In “The Dismal Kingdom” (March/April 2020), the economist Paul Romer excoriates his profession for causing many of the United States’ current problems—from lower life expectancy to the opioid epidemic to subprime lending. Romer reaches this verdict in the course of reviewing two recent books, Binyamin Appelbaum’s The Economists’ Hour and Nicholas Lemann’s Transaction Man, which, he writes, “converge on the conclusion that the economists at the helm are doing more harm than good.” Romer largely endorses that conclusion—an astonishing charge when advanced by a distinguished economist such as himself. 

Yet in making his case, Romer relies on problematic causal claims and overly broad characterizations. His argument is most suspect when he faults certain individuals—such as Thomas Schelling, who helped popularize the use of cost-benefit analysis to inform government policy. Romer criticizes Schelling, incorrectly, for blurring the distinction between empirical questions, such as how much it costs to save lives, and normative questions, such as how much society should pay to save lives. But if society must choose how to spend limited resources, it is not surprising that one of the (albeit imperfect) metrics includes the dollar sign. Cost-benefit analysis and cost-effectiveness analysis are tools with advantages and limitations; it is one thing to point out their limitations, another to come up with better tools. 

Not all economists are heralds of enlightened public policy, but it is a more heterogeneous profession than Romer’s critique suggests. He should be thanked for reminding economists that some of them have ignored or even perpetuated the familiar failures of capitalism. But he seems to suggest that all economists bow at the altar of free-market fundamentalism, and he implies that only the most orthodox strains of economic thought have influence. He does not mention those who doggedly advocate sensible government intervention, such as Anne Case, Angus Deaton, Paul Krugman, and many others. Policymakers have too often failed to heed the advice of such public-minded economists. But Romer ought to have acknowledged their constructive contributions to economic development, environmental protection, educational opportunity, and the struggle against poverty and inequality.
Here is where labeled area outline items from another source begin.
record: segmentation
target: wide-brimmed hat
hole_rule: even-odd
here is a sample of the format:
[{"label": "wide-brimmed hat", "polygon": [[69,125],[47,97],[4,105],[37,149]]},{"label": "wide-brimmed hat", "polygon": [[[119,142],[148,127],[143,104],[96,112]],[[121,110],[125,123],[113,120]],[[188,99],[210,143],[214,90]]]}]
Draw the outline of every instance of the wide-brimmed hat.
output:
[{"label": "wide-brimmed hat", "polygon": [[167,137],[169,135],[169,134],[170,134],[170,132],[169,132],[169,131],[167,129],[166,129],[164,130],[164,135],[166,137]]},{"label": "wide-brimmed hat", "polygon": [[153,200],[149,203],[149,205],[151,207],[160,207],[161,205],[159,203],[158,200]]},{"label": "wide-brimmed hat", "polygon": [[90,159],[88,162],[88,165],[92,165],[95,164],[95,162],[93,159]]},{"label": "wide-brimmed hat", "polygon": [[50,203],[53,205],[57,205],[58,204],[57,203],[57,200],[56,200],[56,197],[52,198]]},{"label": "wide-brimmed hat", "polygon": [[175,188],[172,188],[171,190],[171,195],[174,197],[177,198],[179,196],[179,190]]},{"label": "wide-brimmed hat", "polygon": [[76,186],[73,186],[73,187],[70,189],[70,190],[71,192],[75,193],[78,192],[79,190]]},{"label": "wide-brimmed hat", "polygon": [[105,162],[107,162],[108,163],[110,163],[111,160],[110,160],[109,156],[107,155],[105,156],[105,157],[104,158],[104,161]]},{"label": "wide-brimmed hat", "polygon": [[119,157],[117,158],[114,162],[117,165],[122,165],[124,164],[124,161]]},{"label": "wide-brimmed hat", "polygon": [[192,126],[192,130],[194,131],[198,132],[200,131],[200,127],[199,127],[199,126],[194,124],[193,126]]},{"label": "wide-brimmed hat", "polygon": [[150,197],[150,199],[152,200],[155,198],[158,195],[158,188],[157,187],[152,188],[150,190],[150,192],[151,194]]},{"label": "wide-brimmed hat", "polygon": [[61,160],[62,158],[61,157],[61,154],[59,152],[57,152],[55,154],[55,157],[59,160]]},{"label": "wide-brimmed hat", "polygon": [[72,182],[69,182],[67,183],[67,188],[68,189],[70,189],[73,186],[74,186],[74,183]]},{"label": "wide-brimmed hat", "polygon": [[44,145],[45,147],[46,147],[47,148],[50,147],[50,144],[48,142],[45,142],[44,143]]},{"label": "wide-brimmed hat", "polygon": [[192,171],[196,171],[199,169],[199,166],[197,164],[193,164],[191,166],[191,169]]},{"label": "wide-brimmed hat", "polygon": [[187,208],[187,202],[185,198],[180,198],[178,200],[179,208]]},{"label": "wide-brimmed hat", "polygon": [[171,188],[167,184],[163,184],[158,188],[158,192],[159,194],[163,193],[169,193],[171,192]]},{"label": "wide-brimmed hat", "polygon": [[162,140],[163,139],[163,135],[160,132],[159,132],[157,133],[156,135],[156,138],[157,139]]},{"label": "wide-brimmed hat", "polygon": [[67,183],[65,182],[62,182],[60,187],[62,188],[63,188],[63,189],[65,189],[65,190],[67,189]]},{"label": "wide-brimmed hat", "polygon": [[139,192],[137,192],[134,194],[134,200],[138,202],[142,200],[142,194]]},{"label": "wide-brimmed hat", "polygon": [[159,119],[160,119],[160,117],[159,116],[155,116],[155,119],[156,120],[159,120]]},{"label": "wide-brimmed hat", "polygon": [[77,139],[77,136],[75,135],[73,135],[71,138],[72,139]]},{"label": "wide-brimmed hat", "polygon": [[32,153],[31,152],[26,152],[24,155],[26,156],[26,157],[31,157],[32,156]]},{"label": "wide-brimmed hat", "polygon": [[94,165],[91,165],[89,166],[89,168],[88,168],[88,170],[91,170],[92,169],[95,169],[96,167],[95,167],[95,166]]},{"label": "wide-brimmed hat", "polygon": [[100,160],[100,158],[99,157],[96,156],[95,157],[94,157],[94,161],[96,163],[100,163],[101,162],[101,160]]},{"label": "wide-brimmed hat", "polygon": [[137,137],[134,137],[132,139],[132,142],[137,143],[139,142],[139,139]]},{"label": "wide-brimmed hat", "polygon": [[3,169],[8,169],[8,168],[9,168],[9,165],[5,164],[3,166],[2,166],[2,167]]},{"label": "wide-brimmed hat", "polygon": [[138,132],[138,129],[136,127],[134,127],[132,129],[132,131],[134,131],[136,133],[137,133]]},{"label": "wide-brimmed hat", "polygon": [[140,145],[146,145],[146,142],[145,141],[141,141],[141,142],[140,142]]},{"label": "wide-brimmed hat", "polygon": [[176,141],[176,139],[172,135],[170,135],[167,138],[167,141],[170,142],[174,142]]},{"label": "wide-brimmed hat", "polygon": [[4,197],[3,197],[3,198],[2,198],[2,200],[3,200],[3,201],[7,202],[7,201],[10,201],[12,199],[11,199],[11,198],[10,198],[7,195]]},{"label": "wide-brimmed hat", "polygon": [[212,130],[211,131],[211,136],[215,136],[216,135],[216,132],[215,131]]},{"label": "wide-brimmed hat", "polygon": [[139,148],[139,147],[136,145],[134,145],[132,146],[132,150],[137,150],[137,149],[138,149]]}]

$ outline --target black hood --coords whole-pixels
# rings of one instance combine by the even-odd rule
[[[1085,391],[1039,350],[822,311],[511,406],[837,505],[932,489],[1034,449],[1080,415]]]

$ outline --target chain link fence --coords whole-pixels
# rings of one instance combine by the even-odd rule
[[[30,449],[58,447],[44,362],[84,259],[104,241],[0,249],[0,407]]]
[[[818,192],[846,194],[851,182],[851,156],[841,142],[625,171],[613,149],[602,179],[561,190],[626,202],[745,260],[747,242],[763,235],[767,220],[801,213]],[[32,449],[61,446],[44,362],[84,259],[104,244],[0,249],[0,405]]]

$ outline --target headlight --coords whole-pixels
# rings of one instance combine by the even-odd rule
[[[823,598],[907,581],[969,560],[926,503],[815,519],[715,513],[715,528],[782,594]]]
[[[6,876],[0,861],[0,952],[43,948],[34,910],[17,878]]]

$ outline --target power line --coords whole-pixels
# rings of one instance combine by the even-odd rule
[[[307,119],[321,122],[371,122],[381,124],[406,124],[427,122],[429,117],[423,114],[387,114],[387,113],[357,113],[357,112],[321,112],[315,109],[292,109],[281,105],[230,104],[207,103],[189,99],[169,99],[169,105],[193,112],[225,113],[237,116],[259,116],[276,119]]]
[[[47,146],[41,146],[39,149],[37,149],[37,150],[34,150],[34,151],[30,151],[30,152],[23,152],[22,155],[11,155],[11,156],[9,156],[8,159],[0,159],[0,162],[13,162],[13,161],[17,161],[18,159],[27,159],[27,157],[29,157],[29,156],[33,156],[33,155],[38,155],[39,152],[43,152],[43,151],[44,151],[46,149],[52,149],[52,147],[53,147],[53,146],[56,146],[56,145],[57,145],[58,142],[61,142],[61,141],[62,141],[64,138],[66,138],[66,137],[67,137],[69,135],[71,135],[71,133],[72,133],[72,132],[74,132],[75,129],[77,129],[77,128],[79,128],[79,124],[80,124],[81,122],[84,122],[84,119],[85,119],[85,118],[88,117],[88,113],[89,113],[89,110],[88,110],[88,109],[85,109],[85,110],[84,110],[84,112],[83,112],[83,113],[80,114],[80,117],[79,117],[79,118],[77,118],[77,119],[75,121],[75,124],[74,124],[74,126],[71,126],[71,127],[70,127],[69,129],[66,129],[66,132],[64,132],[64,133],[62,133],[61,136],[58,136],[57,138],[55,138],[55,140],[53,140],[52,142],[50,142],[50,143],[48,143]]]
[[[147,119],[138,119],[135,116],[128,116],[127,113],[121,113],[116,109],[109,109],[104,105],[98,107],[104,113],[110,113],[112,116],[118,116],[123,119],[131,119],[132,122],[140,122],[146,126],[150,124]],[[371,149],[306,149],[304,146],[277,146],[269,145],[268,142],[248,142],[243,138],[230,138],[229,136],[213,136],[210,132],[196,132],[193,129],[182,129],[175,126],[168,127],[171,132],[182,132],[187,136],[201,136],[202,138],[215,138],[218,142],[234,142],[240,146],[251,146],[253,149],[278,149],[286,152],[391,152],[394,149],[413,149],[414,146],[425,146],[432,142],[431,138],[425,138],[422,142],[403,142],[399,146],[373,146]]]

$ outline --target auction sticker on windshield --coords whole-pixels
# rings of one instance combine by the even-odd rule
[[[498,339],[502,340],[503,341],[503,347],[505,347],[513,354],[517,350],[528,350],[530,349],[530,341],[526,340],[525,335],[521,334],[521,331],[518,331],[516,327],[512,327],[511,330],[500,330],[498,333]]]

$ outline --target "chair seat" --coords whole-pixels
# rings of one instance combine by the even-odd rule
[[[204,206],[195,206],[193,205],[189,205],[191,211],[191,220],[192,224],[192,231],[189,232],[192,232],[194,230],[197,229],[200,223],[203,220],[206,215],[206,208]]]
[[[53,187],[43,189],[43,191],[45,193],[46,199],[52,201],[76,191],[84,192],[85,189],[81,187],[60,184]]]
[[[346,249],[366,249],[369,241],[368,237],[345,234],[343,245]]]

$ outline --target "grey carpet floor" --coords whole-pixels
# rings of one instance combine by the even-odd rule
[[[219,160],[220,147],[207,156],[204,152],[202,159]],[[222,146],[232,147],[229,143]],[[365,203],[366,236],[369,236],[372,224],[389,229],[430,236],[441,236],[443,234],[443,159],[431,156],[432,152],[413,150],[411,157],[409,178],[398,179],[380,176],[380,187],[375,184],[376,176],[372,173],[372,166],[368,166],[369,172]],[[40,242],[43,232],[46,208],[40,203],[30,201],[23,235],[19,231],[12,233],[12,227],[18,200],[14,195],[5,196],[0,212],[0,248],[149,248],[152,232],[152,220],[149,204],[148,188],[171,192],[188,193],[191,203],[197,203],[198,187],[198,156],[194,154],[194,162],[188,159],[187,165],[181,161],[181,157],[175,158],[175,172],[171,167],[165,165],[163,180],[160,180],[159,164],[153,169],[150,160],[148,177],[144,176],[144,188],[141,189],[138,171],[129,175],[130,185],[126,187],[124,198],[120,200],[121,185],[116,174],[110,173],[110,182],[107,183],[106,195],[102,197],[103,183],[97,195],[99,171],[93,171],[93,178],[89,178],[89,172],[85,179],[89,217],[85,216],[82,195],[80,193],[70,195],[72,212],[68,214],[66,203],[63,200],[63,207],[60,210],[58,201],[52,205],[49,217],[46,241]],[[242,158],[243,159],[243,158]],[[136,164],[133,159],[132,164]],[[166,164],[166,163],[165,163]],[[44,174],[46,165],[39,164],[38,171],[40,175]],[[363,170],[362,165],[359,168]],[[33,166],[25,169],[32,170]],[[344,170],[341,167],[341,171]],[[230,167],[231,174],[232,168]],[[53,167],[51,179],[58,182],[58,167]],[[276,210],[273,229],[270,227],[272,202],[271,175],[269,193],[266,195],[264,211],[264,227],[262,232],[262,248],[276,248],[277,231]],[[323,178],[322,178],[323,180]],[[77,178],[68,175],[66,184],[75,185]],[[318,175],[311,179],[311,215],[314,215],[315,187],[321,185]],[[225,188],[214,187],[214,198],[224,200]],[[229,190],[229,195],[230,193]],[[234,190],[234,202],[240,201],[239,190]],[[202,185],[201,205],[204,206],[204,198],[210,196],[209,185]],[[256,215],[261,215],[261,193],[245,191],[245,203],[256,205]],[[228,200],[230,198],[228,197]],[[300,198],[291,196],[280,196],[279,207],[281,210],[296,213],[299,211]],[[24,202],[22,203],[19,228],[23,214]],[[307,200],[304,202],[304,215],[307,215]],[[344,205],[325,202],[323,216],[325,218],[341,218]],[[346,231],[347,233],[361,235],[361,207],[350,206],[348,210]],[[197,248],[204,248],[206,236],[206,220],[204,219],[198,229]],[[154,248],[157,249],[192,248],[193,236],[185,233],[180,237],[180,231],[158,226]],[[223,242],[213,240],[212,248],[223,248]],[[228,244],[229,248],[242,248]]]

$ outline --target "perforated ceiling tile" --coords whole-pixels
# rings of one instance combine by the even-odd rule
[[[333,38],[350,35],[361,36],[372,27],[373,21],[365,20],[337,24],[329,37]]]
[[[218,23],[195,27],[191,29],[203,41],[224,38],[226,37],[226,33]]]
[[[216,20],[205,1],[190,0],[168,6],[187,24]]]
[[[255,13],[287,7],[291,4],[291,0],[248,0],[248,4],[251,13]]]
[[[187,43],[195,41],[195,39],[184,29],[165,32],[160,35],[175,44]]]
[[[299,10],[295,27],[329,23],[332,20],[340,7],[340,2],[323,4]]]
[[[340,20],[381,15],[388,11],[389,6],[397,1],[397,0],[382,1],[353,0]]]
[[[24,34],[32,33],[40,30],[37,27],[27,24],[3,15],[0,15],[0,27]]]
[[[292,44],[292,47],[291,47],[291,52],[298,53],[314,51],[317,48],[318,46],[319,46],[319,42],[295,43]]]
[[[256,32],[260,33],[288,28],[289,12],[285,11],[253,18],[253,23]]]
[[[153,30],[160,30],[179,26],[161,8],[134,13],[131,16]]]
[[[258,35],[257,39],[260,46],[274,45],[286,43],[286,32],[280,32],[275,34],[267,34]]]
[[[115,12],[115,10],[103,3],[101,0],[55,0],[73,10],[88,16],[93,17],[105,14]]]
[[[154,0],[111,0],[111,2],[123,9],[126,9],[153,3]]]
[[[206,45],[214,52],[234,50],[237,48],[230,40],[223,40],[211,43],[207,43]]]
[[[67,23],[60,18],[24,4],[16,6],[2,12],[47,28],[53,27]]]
In his plea for humility, Romer beseeches his fellow economists to just “say no when government officials look to [them] for an answer to a normative question.” That is a courageous suggestion, and one that could stimulate discussion about the role of science in society. But especially now, when the COVID-19 pandemic requires governments everywhere to embrace science, it is dangerous to scapegoat economists—or any scholars who understand collective action and stand against leaders who reject scientific evidence.